Monday, March 24, 2008

Fear of Death

It would seem that we should not fear death. For either we survive death, or we do not. If we do not, then after death we simply do not exist and thus can suffer nothing. But of course if there is no possibility that we suffer, there is nothing to fear. If, on the other hand, we do survive death, there might well be something after death that should be feared. But even if this is so, it is not death that should be feared. Rather it is that which follows.

(I grant that one might well fear the pain that so often accompanies death. But we must distinguish that fear from the fear of death. Fear of pain that accompanies death is not itself fear of death.)

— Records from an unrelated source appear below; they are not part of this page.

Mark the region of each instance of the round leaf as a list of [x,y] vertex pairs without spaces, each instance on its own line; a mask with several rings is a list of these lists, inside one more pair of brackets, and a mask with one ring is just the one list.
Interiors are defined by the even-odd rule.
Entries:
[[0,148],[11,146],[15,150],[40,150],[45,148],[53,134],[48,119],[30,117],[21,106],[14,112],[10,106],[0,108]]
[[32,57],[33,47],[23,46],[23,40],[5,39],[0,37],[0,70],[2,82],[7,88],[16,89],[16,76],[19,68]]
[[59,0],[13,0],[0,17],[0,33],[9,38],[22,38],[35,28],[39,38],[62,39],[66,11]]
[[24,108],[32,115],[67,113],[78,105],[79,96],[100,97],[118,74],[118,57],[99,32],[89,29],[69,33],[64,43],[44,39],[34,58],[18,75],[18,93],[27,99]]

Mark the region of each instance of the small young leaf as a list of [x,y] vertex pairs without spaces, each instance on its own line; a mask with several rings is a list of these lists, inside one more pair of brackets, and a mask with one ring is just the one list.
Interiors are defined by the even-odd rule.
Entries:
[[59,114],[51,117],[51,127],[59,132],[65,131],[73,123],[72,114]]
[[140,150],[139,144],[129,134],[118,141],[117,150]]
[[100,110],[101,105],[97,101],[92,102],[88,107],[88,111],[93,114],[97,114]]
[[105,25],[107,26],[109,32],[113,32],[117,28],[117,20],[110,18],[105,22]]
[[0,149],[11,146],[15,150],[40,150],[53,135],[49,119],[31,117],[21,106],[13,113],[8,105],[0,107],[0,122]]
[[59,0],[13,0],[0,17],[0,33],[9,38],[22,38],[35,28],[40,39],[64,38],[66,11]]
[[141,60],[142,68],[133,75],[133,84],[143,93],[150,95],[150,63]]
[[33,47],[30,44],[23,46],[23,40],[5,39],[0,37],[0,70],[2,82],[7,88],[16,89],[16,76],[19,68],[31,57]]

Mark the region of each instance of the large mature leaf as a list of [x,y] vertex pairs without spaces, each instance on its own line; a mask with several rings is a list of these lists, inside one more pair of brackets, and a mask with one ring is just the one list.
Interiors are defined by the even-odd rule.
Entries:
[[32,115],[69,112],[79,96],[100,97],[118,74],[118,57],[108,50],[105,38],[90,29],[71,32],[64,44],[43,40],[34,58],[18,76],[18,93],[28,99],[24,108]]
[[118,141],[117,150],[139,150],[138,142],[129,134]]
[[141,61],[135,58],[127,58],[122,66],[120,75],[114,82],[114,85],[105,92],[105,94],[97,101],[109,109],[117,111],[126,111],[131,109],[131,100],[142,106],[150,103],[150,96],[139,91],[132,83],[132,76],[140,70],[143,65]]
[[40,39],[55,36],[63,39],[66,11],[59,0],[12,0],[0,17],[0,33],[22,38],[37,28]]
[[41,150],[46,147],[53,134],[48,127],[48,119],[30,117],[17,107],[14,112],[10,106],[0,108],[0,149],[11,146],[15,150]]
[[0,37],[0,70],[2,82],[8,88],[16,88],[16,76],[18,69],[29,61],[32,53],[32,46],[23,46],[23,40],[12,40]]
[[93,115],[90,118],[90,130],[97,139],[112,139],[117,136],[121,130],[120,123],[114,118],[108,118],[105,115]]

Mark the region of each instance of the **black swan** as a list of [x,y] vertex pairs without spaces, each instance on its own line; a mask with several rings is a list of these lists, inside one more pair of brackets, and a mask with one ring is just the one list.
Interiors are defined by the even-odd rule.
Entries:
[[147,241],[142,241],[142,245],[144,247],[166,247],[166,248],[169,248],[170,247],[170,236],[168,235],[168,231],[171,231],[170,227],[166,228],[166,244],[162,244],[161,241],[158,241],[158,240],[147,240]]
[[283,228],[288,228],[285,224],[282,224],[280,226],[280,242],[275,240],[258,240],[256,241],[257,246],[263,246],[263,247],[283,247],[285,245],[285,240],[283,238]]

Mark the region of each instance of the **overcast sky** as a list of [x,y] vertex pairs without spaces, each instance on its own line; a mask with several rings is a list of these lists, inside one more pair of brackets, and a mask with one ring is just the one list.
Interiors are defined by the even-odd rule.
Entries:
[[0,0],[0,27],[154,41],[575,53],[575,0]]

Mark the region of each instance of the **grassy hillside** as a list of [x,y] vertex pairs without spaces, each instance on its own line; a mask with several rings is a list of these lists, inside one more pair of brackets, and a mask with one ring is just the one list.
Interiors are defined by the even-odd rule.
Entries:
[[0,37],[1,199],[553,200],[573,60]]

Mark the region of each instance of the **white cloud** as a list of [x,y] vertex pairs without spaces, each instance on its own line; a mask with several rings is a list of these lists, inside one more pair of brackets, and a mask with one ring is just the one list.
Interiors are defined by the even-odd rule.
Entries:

This argument seems decisive to me. It seems to decisively prove that there is nothing in death to fear. But yet the fear of death persists. I feel it, as do most others. Why is this? What is the source of this deep-seated irrationality? I have a suggestion. It is that we are not are own, that there are forces in us that use of for purposes that extend past the boundaries of our lives. If we were solely our own, if all our desires concerned only ourselves and our ends, we would not fear death. But if there is something greater than us, something outsides us that uses us for a purpose greater than that of the individual human life, then it might have implanted in us a fear of frustration of that greater purpose. I think that the fear of death is such a thing. The higher purpose concerns our species. It is, in a word, the health of that species. The species is in us in a way that is now obscure to me. It uses us for its own ends. It uses us to insure its own health. Thus it makes us fear death, for once dead we cannot serve it.

A strict individualism on which we are concerned only with our own little lives is simply false. (Indeed it is perhaps necessarily false.) We are more than ourselves, and this is reflected in our most deeply seated desires. Human being is not being unto death. It is rather being past death. The human essence looks past the end of the individual human life to the life of the species of which it's part.